L’animus n’a donc pas varié depuis 1804, son avenir est d’ailleurs sereinement envisagé par la doctrine. Tout juste cherche-t-on à faciliter encore davantage sa preuve. L’article 545 de l’avant-projet de réforme réaffirme ainsi la présomption simple de l’article 2256 du Code civil (23) , mais un nouveau mode de preuve, l’acte de notoriété – déjà connu de la jurisprudence –, est consacré à l’article 546 (24) . Ce mode de preuve vise la possession, donc l’animus, ce qui est en soi remarquable.
Quant à la volatilité de l’intention de celui qui exerce des actes matériels (et éventuellement juridiques) sur la chose, on sait qu’elle est limitée par le procédé de l’interversion de titre, strictement réglementé à l’article 2257 du Code civil.
2º/ Quant à son appréciation : le rejet de l’introspection
L’appréciation de l’animus se fait in abstracto. Certes, il s’agit de rechercher l’intention de celui qui détient le bien, mais on ne va pas jusqu’à effectuer une introspection, en réalisant une recherche in concreto (25) .
Par exemple, l’emprunteur est a priori détenteur, le propriétaire prêteur exerce son droit à travers lui et ne saurait de ce fait souffrir une contrariété à son droit de propriété, à moins que ne survienne une interversion de titre.

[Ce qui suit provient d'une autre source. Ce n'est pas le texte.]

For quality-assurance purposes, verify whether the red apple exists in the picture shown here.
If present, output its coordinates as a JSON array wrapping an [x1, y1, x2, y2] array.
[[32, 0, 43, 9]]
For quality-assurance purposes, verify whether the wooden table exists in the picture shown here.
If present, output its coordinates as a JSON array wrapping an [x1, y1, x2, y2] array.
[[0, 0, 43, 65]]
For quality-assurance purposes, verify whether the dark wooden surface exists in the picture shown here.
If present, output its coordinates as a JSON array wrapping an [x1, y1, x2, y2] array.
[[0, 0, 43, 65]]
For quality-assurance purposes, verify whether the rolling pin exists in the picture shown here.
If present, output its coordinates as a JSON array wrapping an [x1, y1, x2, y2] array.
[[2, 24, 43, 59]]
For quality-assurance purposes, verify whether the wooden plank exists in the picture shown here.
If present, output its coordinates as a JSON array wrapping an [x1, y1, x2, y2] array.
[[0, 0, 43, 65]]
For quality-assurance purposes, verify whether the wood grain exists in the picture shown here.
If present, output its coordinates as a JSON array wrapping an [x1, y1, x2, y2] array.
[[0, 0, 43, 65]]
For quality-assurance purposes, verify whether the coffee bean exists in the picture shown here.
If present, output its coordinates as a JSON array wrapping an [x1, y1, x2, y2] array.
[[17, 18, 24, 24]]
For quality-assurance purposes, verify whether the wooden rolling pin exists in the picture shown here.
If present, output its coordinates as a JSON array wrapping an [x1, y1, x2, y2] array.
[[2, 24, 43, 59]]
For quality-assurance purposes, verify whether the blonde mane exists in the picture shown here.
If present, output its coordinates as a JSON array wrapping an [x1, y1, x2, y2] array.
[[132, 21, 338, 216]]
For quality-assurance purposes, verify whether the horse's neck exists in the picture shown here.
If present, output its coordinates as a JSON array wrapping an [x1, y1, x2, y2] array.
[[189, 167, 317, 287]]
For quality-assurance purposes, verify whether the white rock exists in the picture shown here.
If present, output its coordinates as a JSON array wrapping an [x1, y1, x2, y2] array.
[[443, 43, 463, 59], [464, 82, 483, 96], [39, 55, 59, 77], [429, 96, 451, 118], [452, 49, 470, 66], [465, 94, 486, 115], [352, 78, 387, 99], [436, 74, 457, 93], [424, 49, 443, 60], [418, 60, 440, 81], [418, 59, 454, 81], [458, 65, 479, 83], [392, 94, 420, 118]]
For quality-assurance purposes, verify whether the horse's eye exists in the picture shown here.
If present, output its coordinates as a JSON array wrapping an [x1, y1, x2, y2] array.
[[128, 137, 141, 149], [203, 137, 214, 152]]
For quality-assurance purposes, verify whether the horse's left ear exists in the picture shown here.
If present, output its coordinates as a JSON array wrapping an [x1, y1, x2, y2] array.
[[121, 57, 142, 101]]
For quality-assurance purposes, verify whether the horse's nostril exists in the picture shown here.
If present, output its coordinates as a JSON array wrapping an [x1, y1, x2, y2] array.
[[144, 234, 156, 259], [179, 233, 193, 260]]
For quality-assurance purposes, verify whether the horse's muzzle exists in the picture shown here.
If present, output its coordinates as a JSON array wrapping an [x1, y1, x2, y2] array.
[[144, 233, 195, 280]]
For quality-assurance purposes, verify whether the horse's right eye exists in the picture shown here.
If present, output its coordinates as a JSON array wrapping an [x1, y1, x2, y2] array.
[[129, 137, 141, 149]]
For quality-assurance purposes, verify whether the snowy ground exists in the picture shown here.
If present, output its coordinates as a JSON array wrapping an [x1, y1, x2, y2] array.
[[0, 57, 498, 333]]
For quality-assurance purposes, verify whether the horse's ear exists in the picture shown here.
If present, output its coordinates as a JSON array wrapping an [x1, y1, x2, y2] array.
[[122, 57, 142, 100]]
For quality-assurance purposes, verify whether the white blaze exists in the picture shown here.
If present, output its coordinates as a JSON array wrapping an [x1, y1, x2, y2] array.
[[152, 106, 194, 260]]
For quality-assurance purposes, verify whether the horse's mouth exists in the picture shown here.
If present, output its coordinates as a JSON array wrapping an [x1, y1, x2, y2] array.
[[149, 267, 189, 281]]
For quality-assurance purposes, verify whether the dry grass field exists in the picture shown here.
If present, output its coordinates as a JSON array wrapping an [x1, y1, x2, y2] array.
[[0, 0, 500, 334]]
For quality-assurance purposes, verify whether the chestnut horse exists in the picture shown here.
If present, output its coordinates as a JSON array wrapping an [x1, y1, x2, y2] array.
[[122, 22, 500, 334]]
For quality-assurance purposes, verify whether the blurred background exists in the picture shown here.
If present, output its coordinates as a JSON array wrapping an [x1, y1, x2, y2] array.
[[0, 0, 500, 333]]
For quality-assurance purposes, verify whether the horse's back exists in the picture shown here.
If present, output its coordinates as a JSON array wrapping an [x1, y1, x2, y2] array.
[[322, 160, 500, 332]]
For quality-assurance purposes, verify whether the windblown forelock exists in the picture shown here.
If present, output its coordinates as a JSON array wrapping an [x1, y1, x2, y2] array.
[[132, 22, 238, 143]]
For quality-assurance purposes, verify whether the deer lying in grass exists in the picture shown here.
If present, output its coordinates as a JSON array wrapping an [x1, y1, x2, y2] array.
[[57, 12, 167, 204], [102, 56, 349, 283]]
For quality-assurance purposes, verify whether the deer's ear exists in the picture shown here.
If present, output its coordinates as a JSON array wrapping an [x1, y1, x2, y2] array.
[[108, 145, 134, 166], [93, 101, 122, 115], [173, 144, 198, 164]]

C – LE LIEN CORPUS-ANIMUS, REMPART DE LA PROPRIÉTÉ
Qu’en est-il à présent de l’association corpus-animus ? Quelles sont ses vertus ?
Bien souvent, la possession n’est envisagée que par rapport à la propriété, qu’elle soit dévorée par la propriété dans la situation la plus courante (« possesseur-propriétaire »), ou qu’elle contredise la propriété dans des hypothèses plus exceptionnelles (possesseur exerçant l’usucapion ; mise en œuvre de l’article 2276 du Code civil).
1º/ La possession, extériorisation de la propriété ?
La doctrine souligne la proximité de la possession avec la théorie de l’apparence entendue largement (26) : posséder, c’est « apparaître » à l’égard de tous comme le propriétaire de la chose. Le plus souvent, l’apparence rejoint la réalité : le possesseur serait effectivement le propriétaire, la possession ne ferait qu’« extérioriser » le droit de propriété (27) , le rendre visible. Dans ce cas, il faudrait alors considérer que le corpus se confond avec les attributs de la propriété (usus, fructus, abusus) – ou certains d’entre eux. Quant à l’animus, qui postule une intention d’agir « comme si », il s’effacerait alors au profit d’une réalité juridique ferme :le « possesseur-propriétaire » est avant tout propriétaire, animé d’une intention différente de celle exprimée au travers du concept d’animus, l’intention d’exercer un pouvoir juridique sur la chose, exclusif et perpétuel, tiré de sa qualité de propriétaire. En quelque sorte, la qualité de propriétaire dévore celle de possesseur, métamorphosant l’intention de se comporter « comme » le propriétaire de la chose en intention de se comporter « en » propriétaire de la chose.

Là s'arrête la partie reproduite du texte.